Off-Broadway Reviews
Off-Broadway Reviews doodle

Blue Man Group

The three-man new-vaudeville Blue Man Group pounds on just about anything it can get its azure little hands on. The loopy, gently avant-garde trio of silent performers continue with their long-running production at the Astor Place Theatre.

Confederates

Sara, an enslaved rebel turned Union spy, and Sandra, a tenured professor in a modern-day private university, are having parallel experiences of institutional racism, though they live over a century apart. This New York premiere by MacArthur Genius Fellow Dominique Morisseau, directed by Stori Ayers, leaps through time to trace the identities of these two Black American women and explore the reins that racial and gender bias still hold on American educational systems today.

English

Two words set in motion award-winning playwright Sanaz Toossi’s intricate and profound New York debut: “English Only.” This is the mantra that rules one classroom in Iran, where four adult students are preparing for the TOEFL — the Test of English as a Foreign Language. Chasing fluency through a maze of word games, listening exercises, and show-and-tell sessions, they hope that one day, English will make them whole. But it might be splitting them each in half.

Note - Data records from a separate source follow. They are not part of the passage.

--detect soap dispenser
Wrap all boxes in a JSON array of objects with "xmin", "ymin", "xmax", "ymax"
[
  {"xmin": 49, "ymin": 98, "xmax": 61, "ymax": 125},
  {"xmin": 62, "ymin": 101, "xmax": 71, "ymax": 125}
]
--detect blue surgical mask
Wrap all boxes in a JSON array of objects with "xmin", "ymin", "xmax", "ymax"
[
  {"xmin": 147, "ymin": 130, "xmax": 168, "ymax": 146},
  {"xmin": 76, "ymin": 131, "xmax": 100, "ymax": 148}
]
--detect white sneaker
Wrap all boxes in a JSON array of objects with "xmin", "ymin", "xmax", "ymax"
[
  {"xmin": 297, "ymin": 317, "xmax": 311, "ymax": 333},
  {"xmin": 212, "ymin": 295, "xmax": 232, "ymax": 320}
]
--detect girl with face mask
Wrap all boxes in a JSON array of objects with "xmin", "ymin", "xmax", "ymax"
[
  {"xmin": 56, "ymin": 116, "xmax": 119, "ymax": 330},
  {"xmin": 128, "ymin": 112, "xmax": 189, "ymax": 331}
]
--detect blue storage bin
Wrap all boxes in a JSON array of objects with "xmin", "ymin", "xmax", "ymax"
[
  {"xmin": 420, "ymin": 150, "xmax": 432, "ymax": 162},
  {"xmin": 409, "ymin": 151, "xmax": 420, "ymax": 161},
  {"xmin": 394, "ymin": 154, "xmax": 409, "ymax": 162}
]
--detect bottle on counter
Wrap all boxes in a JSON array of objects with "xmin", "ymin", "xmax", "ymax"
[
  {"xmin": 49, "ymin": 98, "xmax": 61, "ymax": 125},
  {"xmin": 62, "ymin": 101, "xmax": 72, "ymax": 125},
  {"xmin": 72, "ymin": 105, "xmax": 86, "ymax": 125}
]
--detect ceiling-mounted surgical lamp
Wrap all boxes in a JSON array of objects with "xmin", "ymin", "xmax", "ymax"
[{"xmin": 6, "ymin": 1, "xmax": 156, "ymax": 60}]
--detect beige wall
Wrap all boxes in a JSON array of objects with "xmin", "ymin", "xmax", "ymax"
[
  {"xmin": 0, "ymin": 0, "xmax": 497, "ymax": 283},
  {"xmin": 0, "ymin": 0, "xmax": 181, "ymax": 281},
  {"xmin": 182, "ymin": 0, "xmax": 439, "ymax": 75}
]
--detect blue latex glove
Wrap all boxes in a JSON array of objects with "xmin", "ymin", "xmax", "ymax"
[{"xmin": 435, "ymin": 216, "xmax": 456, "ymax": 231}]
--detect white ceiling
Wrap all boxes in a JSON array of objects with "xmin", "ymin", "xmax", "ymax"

Prayer for the French Republic

In 1944, a Jewish couple in Paris desperately awaits news of their missing family. More than 70 years later, the couple’s great-grandchildren find themselves facing the same question as their ancestors: “Are we safe?” Following five generations of a French Jewish family, Prayer for the French Republic is a sweeping look at history, home, and the effects of an ancient hatred.

Sistas: The Musical

Sistas is an uplifting musical journey, of a multi-generational African-American Family. Based on a series of interviews conducted with Black women over a six-year period, using a playlist of songs made famous by artists that include Billie Holiday, Lena Horn, Erykah Badu, Jill Scott, Mary J Blige and others, this Musical tells of the struggles, the joys and the triumphs of being Black and of being a Woman in America. Told through the life and experiences of one woman and the women in her family, the story easily segues from the days of Jim Crow to the present and covers a range of topics from segregation, the women’s movement to the meaning of love and control. The narrative is stitched together using songs that perfectly capture the mood and speaks to the issues of each period and time — “Strange Fruit,” “Society’s Child,” “Taint Nobody’s Business,” “I am Not My Hair” by India.Arie, Alicia Keyes’ “A Woman’s Worth,” “Golden” by Jill Scott and, Erykah Badu’s “Tyrone.” In the end, the women find strength in each others’ stories and arrive at a way to best honor the memory of their beloved Grandma – a seminal figure in their development as strong and accomplished women.

Stomp

Garbage can lids and brooms and sticks make up just a few of the “instruments” used for this percussive symphony. Stomp has been packing in audiences at the Orpheum Theatre since 1994, and is still running strong.

Suffs

In the seven years leading up to the passage of the Nineteenth Amendment in 1920, an impassioned group of suffragists—“Suffs” as they called themselves—took to the streets, pioneering protest tactics that transformed the country. They risked their lives as they clashed with the president, the public, and each other. A thrilling story of brilliant, flawed women working against and across generational, racial, and class divides, Suffs boldly explores the victories and failures of a fight for equality that is still far from over.

The Bedwetter

Meet Sarah. She’s funny. She’s dirty. She’s 10. And she’s got a secret that you’ll never guess (unless you read the title). The Bedwetter is a new musical based on the bestselling memoir by Sarah Silverman, written with Joshua Harmon (Bad Jews), and featuring a score by Adam Schlesinger (Fountains of Wayne).

This Beautiful Future

Caught in the middle of a war, two teenagers take shelter from a divided world. Elodie is French and 17. Otto, a German soldier, is 15. Safe from the debris outside, they meet secretly for one night. They talk, tease, and touch. They fall in love and fall through time. Kalnejais’ kaleidoscopic play is a story of uncomplicated first love in a very complicated world. It seeks out tenderness amidst tragedy. Hope in the hopeless.